The content management system I’ve chosen to use is Drupal – a widely adopted opensource content management system written in PHP. It has a vast community and enormous amounts of modules developed by other people. It took me about a week’s worth of evenings to get to know the system and launch the website. Here are the steps involved to create a Drupal website:
- Install Drupal. The installation was really easy and simple. Put it on your webserver, access the website, follow an easy guide and you’re done.
- Configure Drupal. To a new user Drupal configuration may seem hectic or chaotic at first. It may take a while to get the hang of things. Figuring out how to change website information, setting up menus, changing themes, hiding things that you don’t want to display.
- Pick a theme. It’s generally better to pick an already made theme and modify it to fit your needs. Themes are designed to integrate with Drupal nicely. They will likely look the same on all popular browsers, will be HTML standard compliant, optimized for SEO and may even be optimized usability wise. I found it very easy to pick a theme using theme garden.
- Install modules. Drupal is a modular content management system and comes with a few useful bundled modules it self. One of the strongest Drupal’s key points is that it has a vast community actively developing modules for it. If you ever need to do something on your website most likely there is a module to do it.
More about modules
Drupal has many useful modules such as Blog, Comments, RSS, Forum, Search, Localization, Content categorization. But the true power lies in modules developed by the Drupal community. A few examples:
- CCK. Content construction kit allows you to add custom fields to content nodes.
- Views. One of the most essential modules for Drupal. Alows to change website’s representation in many ways.
- Pathauto. Allows to configure how website’s URL’s are constructed. A very powerful module for anyone interested in SEO.
- Nodewords. Allows to change meta tags. Very useful to provide custom meta descriptions for content pages. Descriptions are important for SEO.
- Page Title. Another useful Drupal SEO module that allows to provide custom page titles.

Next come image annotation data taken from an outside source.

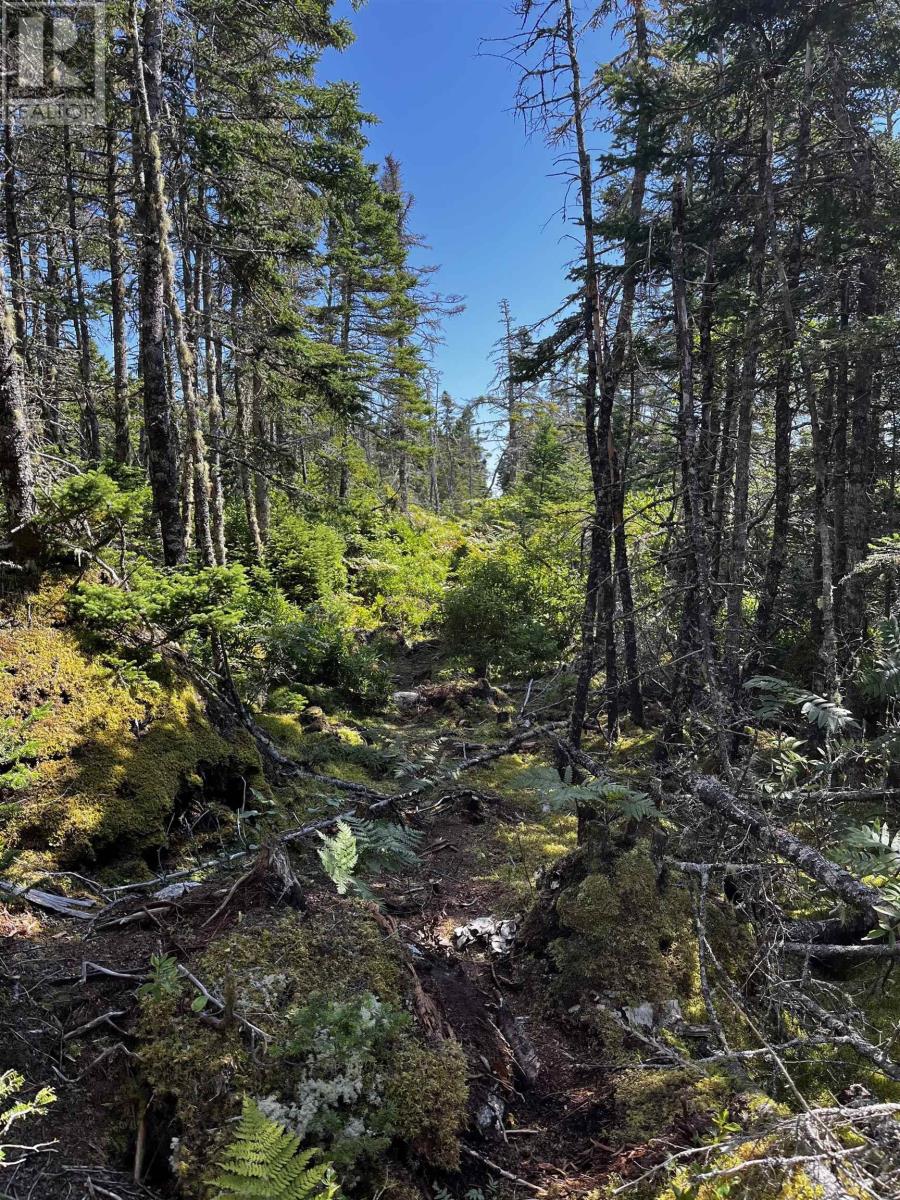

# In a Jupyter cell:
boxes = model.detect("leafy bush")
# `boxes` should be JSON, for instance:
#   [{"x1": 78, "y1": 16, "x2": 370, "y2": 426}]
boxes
[
  {"x1": 265, "y1": 506, "x2": 347, "y2": 605},
  {"x1": 70, "y1": 559, "x2": 248, "y2": 644},
  {"x1": 0, "y1": 1070, "x2": 56, "y2": 1165},
  {"x1": 0, "y1": 704, "x2": 53, "y2": 792},
  {"x1": 229, "y1": 585, "x2": 391, "y2": 712},
  {"x1": 353, "y1": 512, "x2": 460, "y2": 641},
  {"x1": 444, "y1": 544, "x2": 575, "y2": 674},
  {"x1": 38, "y1": 467, "x2": 150, "y2": 552}
]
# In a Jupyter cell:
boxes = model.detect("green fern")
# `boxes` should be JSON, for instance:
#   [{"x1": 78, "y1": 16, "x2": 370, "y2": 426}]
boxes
[
  {"x1": 347, "y1": 817, "x2": 422, "y2": 870},
  {"x1": 319, "y1": 821, "x2": 359, "y2": 895},
  {"x1": 859, "y1": 617, "x2": 900, "y2": 701},
  {"x1": 744, "y1": 676, "x2": 857, "y2": 737},
  {"x1": 842, "y1": 823, "x2": 900, "y2": 877},
  {"x1": 0, "y1": 1070, "x2": 56, "y2": 1165},
  {"x1": 209, "y1": 1100, "x2": 340, "y2": 1200}
]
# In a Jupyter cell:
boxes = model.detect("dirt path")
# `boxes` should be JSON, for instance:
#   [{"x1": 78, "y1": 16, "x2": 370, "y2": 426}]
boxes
[{"x1": 0, "y1": 713, "x2": 622, "y2": 1200}]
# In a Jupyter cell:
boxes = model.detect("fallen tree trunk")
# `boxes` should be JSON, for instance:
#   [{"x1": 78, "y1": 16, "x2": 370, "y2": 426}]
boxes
[{"x1": 688, "y1": 775, "x2": 884, "y2": 925}]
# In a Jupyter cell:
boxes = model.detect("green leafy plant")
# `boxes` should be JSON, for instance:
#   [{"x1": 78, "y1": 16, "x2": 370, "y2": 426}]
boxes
[
  {"x1": 209, "y1": 1099, "x2": 341, "y2": 1200},
  {"x1": 138, "y1": 954, "x2": 181, "y2": 1001},
  {"x1": 0, "y1": 1070, "x2": 56, "y2": 1165},
  {"x1": 0, "y1": 704, "x2": 52, "y2": 792},
  {"x1": 318, "y1": 817, "x2": 421, "y2": 899},
  {"x1": 859, "y1": 617, "x2": 900, "y2": 701},
  {"x1": 347, "y1": 817, "x2": 422, "y2": 871},
  {"x1": 532, "y1": 768, "x2": 659, "y2": 821},
  {"x1": 318, "y1": 821, "x2": 359, "y2": 895},
  {"x1": 744, "y1": 676, "x2": 857, "y2": 736}
]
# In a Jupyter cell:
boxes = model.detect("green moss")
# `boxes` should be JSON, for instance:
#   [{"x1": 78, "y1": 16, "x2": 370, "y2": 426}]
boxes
[
  {"x1": 468, "y1": 755, "x2": 577, "y2": 910},
  {"x1": 0, "y1": 624, "x2": 265, "y2": 875},
  {"x1": 385, "y1": 1042, "x2": 469, "y2": 1170},
  {"x1": 612, "y1": 1067, "x2": 731, "y2": 1144},
  {"x1": 140, "y1": 900, "x2": 468, "y2": 1196},
  {"x1": 550, "y1": 846, "x2": 697, "y2": 1003},
  {"x1": 656, "y1": 1138, "x2": 824, "y2": 1200}
]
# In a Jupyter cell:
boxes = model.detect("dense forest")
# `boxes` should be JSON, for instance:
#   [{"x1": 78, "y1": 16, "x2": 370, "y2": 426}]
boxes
[{"x1": 0, "y1": 0, "x2": 900, "y2": 1200}]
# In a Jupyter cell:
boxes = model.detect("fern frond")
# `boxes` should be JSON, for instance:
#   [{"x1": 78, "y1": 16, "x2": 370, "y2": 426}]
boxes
[
  {"x1": 347, "y1": 817, "x2": 422, "y2": 868},
  {"x1": 209, "y1": 1099, "x2": 340, "y2": 1200},
  {"x1": 319, "y1": 821, "x2": 359, "y2": 895}
]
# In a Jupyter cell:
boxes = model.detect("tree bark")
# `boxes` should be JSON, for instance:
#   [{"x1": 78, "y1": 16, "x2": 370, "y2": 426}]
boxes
[
  {"x1": 131, "y1": 0, "x2": 187, "y2": 566},
  {"x1": 0, "y1": 248, "x2": 36, "y2": 535},
  {"x1": 62, "y1": 125, "x2": 102, "y2": 463},
  {"x1": 132, "y1": 0, "x2": 216, "y2": 566},
  {"x1": 106, "y1": 125, "x2": 131, "y2": 463}
]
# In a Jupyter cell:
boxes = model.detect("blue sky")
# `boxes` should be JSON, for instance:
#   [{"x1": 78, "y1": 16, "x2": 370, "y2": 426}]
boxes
[{"x1": 323, "y1": 0, "x2": 614, "y2": 400}]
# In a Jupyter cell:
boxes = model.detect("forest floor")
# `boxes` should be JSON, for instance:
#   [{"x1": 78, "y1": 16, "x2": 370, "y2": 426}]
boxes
[{"x1": 0, "y1": 667, "x2": 665, "y2": 1200}]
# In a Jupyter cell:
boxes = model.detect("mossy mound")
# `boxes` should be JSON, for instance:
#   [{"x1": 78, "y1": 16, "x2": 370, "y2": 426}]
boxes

- Lightbox2. Very nice plugin to display images on the website. Also supports slideshow.
- Wysiwyg. Allows to replace a simple content text editor with a rich text editor of your choice.
- Google Analytics. Adds google analytics tracking. Provides powerful per user configuration.
- Node Gallery. A nice lightweight image gallery for Drupal. Still in alpha stages but very easy to use and provides lot’s of configuration. Integrates with Lightbox2.
- Backup and Migrate. Creates scheduled website backups in case there’s an emergency.
- And many other modules…
Pros and Cons of Drupal
Drupal has many pros:
- Extremely easy to install on any webserver.
- Has a vast community developing modules and providing technical help.
- Has a huge amount of freely available themes to pick from.
- Is very well adopted and maintained which means that bugs are fixed, security patches are released and new cutting edge features are always on the horizon.
- Drupal is fast. Maybe it’s not the fastest content management system in the world but it certainly is fast. It’s very easy to set Drupal cache settings which give an immediate boost to the website.
- It’s relatively easy to set up a website that is Search Engine Optimized aka SEO.
Like everything in life Drupal has a few cons:
- For new users Drupal may be overwhelming somewhat chaotic and hectic. It’s still very easy to set up a theme and enter content. But you may have to scratch your head for a while how to add localization support to Drupal.
- Drupal is quite old and even it’s actively developed lot’s of it is written in procedural PHP. Which isn’t necessarily a bad thing, but in some way means that it’s not a top cutting edge software modelling masterpiece.
- Even though Drupal has a huge community which develops modules for it some of the modules don’t have very good documentation. More often than not these are the less used ones. It’s not Drupal’s fault but it’s still confusing and somewhat frustrating to try and figure out where and how you can configure some module you’ve just installed.
All in all I’m happy with Drupal and I think it’s an amazing project and I’m giving my thanks to the Drupal community for all the greats things they are doing.